Micro Interactions – Are you engaging your website visitors?
Micro interactions are the latest (possible biggest) UX trend to be recorded so far, thus critical for modern design which can’t go without them anymore. We are surrounded by micro interactions, as they are present on every website, app, or program we’re using.
By micro interaction, we refer to every task-like engagement of users with their devices, smooth enough to pass unnoticed as the user is performing his usual activities. That’s, of course, when the micro interaction is properly executed.
There are several things micro interactions serve for:
- Communicating statuses or feedback
- Revealing results from particular actions
- Helping manipulation
It is easy to overlook micro interactions in the general design scheme, and that’s because designers happen to miss the fact it is micro interactions that hold the scheme and the experience together. From this perspective, micro interactions are the small bits of communication that help users navigate the interface, and perform basic functions:
- To communicate feedback or results for their actions
- To accomplish personal and isolated tasks (connecting devices, liking posts, and so on).

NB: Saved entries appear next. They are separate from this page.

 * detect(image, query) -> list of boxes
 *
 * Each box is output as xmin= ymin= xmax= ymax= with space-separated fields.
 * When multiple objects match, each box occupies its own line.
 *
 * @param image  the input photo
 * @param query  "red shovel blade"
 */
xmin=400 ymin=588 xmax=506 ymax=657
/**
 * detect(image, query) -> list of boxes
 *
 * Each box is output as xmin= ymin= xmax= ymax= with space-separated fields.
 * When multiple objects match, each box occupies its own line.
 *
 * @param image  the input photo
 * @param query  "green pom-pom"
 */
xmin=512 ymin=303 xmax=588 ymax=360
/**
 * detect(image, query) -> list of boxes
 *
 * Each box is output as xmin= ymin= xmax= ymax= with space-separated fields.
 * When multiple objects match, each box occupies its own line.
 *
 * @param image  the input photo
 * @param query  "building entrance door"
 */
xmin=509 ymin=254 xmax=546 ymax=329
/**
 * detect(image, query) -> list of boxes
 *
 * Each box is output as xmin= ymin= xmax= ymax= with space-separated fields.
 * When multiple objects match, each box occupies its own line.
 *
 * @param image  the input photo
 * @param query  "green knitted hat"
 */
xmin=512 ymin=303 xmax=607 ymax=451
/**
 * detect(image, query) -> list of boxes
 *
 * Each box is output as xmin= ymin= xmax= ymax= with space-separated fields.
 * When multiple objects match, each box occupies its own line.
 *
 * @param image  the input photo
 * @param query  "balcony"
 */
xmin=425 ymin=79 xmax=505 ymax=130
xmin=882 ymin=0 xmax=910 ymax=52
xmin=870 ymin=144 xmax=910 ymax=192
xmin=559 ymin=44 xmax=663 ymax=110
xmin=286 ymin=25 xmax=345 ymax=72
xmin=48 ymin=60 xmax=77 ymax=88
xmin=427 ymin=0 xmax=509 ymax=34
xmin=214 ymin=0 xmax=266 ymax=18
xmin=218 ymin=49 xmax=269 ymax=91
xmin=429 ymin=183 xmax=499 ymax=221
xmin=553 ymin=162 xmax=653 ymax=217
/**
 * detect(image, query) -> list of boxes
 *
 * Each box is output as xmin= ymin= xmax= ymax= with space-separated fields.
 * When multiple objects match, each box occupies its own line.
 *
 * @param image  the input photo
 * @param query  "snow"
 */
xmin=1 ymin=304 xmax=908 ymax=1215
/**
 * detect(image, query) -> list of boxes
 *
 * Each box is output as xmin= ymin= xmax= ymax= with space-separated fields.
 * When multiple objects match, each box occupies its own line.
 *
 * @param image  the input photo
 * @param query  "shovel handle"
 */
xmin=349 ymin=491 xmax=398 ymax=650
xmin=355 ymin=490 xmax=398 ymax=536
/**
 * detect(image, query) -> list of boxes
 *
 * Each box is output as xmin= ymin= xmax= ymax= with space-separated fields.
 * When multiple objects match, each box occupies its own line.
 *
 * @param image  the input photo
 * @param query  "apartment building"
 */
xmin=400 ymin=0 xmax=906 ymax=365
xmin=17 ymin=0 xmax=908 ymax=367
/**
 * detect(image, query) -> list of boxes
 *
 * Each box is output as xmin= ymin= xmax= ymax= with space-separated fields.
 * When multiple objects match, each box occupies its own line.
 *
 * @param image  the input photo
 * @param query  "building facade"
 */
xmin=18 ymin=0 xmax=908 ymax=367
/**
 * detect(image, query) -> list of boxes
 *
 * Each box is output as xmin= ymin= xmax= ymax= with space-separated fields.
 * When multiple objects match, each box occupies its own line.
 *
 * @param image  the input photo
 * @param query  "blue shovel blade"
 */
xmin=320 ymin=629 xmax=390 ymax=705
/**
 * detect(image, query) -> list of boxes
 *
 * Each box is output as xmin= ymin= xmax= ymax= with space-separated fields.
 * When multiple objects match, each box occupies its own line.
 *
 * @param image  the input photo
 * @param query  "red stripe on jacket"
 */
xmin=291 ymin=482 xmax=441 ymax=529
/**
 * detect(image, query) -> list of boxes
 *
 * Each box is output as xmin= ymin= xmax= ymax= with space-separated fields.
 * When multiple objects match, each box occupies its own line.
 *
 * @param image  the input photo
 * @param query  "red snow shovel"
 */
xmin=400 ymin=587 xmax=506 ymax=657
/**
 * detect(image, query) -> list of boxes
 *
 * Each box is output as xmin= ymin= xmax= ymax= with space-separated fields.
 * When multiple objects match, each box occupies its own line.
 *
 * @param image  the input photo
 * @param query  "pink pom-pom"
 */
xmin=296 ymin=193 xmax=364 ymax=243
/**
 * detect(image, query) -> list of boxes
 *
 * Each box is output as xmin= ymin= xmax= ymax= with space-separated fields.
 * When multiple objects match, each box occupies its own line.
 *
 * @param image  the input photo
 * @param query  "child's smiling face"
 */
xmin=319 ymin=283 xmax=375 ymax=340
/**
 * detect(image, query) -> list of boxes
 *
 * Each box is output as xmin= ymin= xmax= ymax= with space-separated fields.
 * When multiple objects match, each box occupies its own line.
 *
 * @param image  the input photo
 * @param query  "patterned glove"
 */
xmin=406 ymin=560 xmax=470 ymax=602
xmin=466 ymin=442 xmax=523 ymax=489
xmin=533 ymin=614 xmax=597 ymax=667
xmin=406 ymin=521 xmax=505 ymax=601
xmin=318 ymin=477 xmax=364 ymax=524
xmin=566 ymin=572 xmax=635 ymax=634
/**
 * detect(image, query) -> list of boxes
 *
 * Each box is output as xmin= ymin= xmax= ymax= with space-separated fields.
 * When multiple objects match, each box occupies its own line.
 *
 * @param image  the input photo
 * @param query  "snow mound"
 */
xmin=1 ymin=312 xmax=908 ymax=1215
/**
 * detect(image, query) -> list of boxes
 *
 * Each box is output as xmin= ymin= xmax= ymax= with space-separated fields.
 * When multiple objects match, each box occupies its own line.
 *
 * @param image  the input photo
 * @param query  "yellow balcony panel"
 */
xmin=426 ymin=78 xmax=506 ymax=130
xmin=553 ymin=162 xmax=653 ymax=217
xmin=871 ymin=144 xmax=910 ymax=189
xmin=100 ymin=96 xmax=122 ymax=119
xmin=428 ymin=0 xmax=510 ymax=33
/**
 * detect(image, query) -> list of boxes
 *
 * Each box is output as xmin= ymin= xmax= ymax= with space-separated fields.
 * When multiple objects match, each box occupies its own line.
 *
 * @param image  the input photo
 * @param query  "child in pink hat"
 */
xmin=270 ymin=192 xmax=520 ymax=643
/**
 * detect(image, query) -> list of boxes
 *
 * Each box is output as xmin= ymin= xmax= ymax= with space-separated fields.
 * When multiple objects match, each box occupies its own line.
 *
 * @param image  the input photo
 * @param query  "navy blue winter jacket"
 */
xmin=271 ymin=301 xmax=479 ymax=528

- To manipulate the setting
- To prevent errors
In modern web design, even the tiniest details need to be considered carefully. Micro interactions, for instance, will help users understand the process they’re about to participate in, and approach the interface easily as complicated as its logic may be.
That’s why micro interactions appear in many different forms – they can be extremely formal, but also cartoony and fun, usually placed straight against the website’s backdrop to reinforce brand awareness. What is most impressive about them is that they make the experience more entertaining, with slightly more fun than usual to help us learn new things, or simply know we’ve handled the digital world challenges correctly.
Some everyday examples of microinteractions
The Facebook "Like" button
The aggregation of the sentiment “I like this” makes room in the comments section for longer accolades.
Pull To Refresh
Why make the user stop scrolling, lift their finger, then tap a button? Why not have them continue the gesture that they are already in the process of making? When I want to see newer stuff, I scroll up. So I made scrolling itself the gesture.
Typing Indicator in Chat
Back then, chatting in real time via text was for most people a very new thing. A good chunk of communication is knowing when it is and isn’t your turn to speak (another chunk is vocal nuance, which is partly addressed by emoticons); on a half-duplex line (where only one person can speak at a time) like a walkie-talkie, you really do have to say “over” to make sure your partner doesn’t miss anything. But latent full-duplex (where people can talk at the same time but transmission is delayed until you, say, hit Enter), like instant messaging, has its own problems. If your chat partner’s gone silent, it might be hard to know whether they were typing some huge message or if she was waiting for you to say something. We couldn’t enforce any particular etiquette among users, hence the typing indicator.